A: They’re becoming more and more deeply integrated. The Whole-Body Atlas provides the structured, high-quality data that the foundation models are trained on, and in turn, the models can help refine and expand the atlas.

As the dataset grows in both scale and diversity, we will see continuous improvements in model performance. More high-quality data allows models to capture more nuanced biological patterns, improve accuracy, and extend our capabilities to new indications.

Q: What have you learned about the role of high-quality, curated data in building clinically useful AI models? 

A: It’s the most important factor for us. An AI model’s performance is only as good as the input data it’s trained on. High-quality, well-annotated, and clinically relevant datasets are critical for building models in healthcare that perform reliably in real-world settings.

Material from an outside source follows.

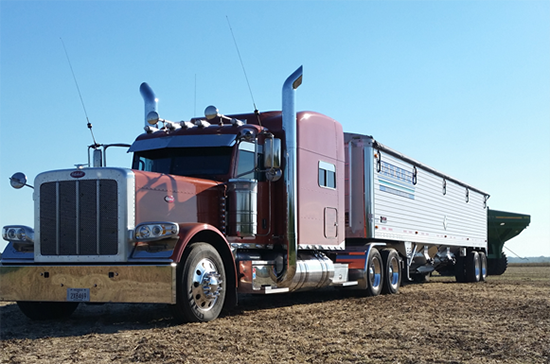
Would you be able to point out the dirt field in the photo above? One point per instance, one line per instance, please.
(505, 320)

We’ve invested heavily in data curation and quality control with our Whole-Body Atlas, because that’s what ultimately enables us to generate insights that clinicians can trust.

Q: You recently brought on Amit Singal as Chief Medical Officer—what drove that decision at this stage? 

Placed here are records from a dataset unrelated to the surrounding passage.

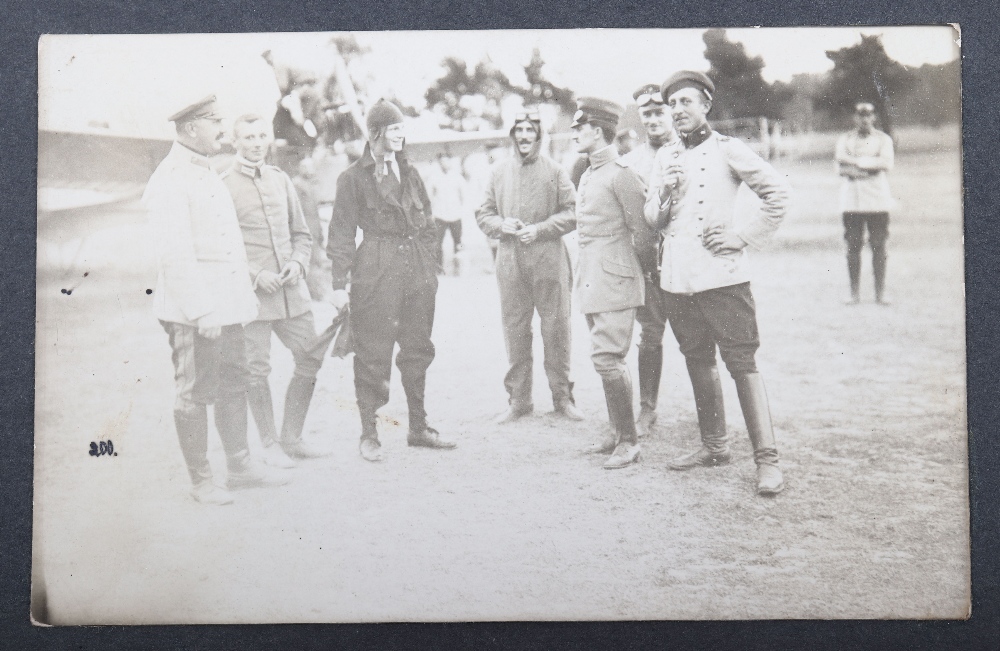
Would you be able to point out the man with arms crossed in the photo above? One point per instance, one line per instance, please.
(278, 246)
(529, 206)
(609, 274)
(652, 315)
(203, 296)
(704, 270)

A: As we transition from platform validation to large-scale clinical studies and publication, it was critical to bring in a leader with deep expertise and credibility in liver disease. Amit is widely recognized as one of the leading authorities in hepatology, with a career that has focused on improving outcomes for patients with MASH, cirrhosis, and liver cancer.

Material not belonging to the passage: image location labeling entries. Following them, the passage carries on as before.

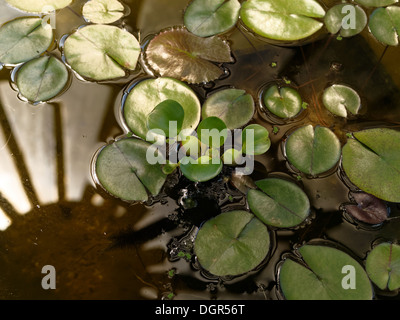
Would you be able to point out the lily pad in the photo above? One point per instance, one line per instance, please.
(123, 170)
(371, 162)
(182, 55)
(280, 203)
(324, 274)
(23, 39)
(206, 18)
(383, 266)
(101, 52)
(149, 93)
(232, 243)
(283, 102)
(284, 20)
(234, 106)
(313, 151)
(103, 11)
(42, 78)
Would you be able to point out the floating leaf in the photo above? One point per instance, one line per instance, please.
(280, 204)
(103, 11)
(206, 18)
(285, 102)
(313, 151)
(147, 94)
(383, 266)
(232, 243)
(42, 78)
(23, 39)
(339, 99)
(234, 106)
(123, 170)
(325, 273)
(101, 52)
(179, 54)
(371, 162)
(285, 20)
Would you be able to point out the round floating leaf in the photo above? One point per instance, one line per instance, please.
(182, 55)
(103, 11)
(232, 243)
(147, 94)
(23, 39)
(313, 151)
(340, 19)
(371, 162)
(327, 274)
(101, 52)
(284, 102)
(383, 266)
(42, 78)
(384, 24)
(234, 106)
(206, 18)
(280, 204)
(285, 20)
(123, 170)
(339, 99)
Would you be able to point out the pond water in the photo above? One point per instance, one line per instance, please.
(52, 213)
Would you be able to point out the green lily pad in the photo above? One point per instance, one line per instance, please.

He currently serves as Chief of Hepatology at UT Southwestern, where he leads both clinical care and research efforts across the liver disease continuum—from prevention and screening to early detection and treatment. He also serves as Medical Director of the UT Southwestern Liver Tumor Program and holds the Willis C. Maddrey Distinguished Chair in Liver Disease.

His work has been particularly focused on closing gaps in care for cirrhosis patients, including identifying disease progression and liver cancer earlier, when intervention is still possible. He has authored more than 300 peer-reviewed publications and led multiple NIH-funded studies examining the cirrhosis-cancer care continuum.

That combination of frontline clinical experience, translational research leadership, and a deep understanding of real-world care pathways made him the ideal partner for us as we move further towards clinical validation and adoption.

Q: What role will he play as you move toward publication, validation, and eventual clinical adoption? 

A: Amit plays a central role in shaping our clinical strategy and ensuring that what we’re building aligns with how medicine is actually practiced. He is leading efforts around study design, endpoint selection, and interpretation of clinical data as we prepare for publication and broader validation.

Equally important, he brings a strong perspective on how new tools need to integrate into clinical workflows to truly impact patient care. His experience leading large liver disease programs and managing complex patient populations gives him a clear view on where current approaches fall short—and where we can make the biggest difference.

He is also deeply connected to the hepatology community, which is key as we engage with clinicians, build trust in the data, and ultimately drive adoption. At a broader level, his focus aligns closely with our mission: shifting liver disease progression detection and management earlier, when there is still opportunity to meaningfully change outcomes.

Q: With full results expected later this year, what milestones should we be watching for? 

A: The critical milestone will be the full publication of our cirrhosis study. We also plan to conduct a final cirrhosis study, expand to additional liver and non-liver indications, and further advance our AI models and Whole-Body Atlas. Each of these steps is focused on moving Curve closer to clinical adoption and real-world impact.